RTL beendet Barbara-Salesch-Show trotz guter Quoten
RTL beendet Barbara-Salesch-Show trotz guter Quoten

Magdeburg/Halle (Saale) – Nach vier Jahren und acht Staffeln scheint das TV-Comeback von Richterin Barbara Salesch endgültig vorbei zu sein. Wie die „Bunte“ berichtet, hat RTL im Kölner Studio kürzlich die letzte Folge der achten Staffel von „Barbara Salesch – Das Strafgericht“ abgedreht. Die Dreharbeiten endeten mit einem emotionalen Abschied am Set.

Emotionaler Abschied am Set

Am finalen Drehtag sei es emotional zugegangen, so die Zeitschrift. Mehrere Produktionsmitarbeiter hätten Komparsenrollen übernommen, um Salesch zu überraschen. Der Aufenthaltsraum sei festlich dekoriert worden, mit Luftballons und einem Plakat mit der Aufschrift: „4 Jahre, 8 Staffeln, 650 Folgen und das tollste Team ever! Go Team Salesch!“ Zudem sei auf dem Parkplatz vor dem TV-Studio ein Grill aufgestellt worden, um nach Drehschluss noch zusammenzusitzen.

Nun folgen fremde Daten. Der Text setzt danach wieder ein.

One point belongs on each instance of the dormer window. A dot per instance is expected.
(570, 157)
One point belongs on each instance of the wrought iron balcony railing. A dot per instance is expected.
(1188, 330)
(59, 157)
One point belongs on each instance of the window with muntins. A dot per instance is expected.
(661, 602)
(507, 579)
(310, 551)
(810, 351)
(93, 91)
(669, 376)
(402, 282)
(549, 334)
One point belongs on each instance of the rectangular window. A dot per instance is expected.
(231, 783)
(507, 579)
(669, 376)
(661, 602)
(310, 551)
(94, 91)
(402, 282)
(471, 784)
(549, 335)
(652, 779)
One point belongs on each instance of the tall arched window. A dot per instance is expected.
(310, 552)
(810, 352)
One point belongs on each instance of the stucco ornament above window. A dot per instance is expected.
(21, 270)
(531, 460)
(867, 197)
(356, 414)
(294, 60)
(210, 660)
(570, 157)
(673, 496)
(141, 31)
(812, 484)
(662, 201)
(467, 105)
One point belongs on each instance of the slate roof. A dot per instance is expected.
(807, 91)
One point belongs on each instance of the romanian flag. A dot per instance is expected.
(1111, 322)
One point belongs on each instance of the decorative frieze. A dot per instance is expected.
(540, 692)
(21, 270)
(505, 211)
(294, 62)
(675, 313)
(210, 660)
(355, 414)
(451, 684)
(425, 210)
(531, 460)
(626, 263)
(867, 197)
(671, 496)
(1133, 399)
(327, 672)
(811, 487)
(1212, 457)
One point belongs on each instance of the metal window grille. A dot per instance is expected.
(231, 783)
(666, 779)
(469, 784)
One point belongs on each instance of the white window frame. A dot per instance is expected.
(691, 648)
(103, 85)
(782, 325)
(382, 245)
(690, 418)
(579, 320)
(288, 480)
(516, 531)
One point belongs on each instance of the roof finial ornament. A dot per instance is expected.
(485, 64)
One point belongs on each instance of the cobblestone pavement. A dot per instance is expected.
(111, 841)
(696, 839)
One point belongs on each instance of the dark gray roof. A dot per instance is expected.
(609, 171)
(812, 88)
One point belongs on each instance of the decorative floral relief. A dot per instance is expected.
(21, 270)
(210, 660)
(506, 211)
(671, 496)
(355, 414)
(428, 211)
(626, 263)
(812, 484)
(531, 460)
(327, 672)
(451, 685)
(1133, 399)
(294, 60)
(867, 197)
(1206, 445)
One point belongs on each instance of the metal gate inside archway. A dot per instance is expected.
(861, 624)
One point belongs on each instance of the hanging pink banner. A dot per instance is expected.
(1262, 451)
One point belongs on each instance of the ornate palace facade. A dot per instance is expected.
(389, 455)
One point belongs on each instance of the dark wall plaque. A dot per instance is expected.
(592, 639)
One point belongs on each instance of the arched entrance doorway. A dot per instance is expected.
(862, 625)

Mit den bisher abgedrehten Folgen kann der Sender die Sendeplätze bis weit ins nächste Jahr bestücken. Ausgestrahlt werden die neuen Folgen montags bis freitags um 15 Uhr. Allerdings habe sich RTL die Option für die Produktion weiterer Staffeln noch offengelassen, will die „Bunte“ erfahren haben.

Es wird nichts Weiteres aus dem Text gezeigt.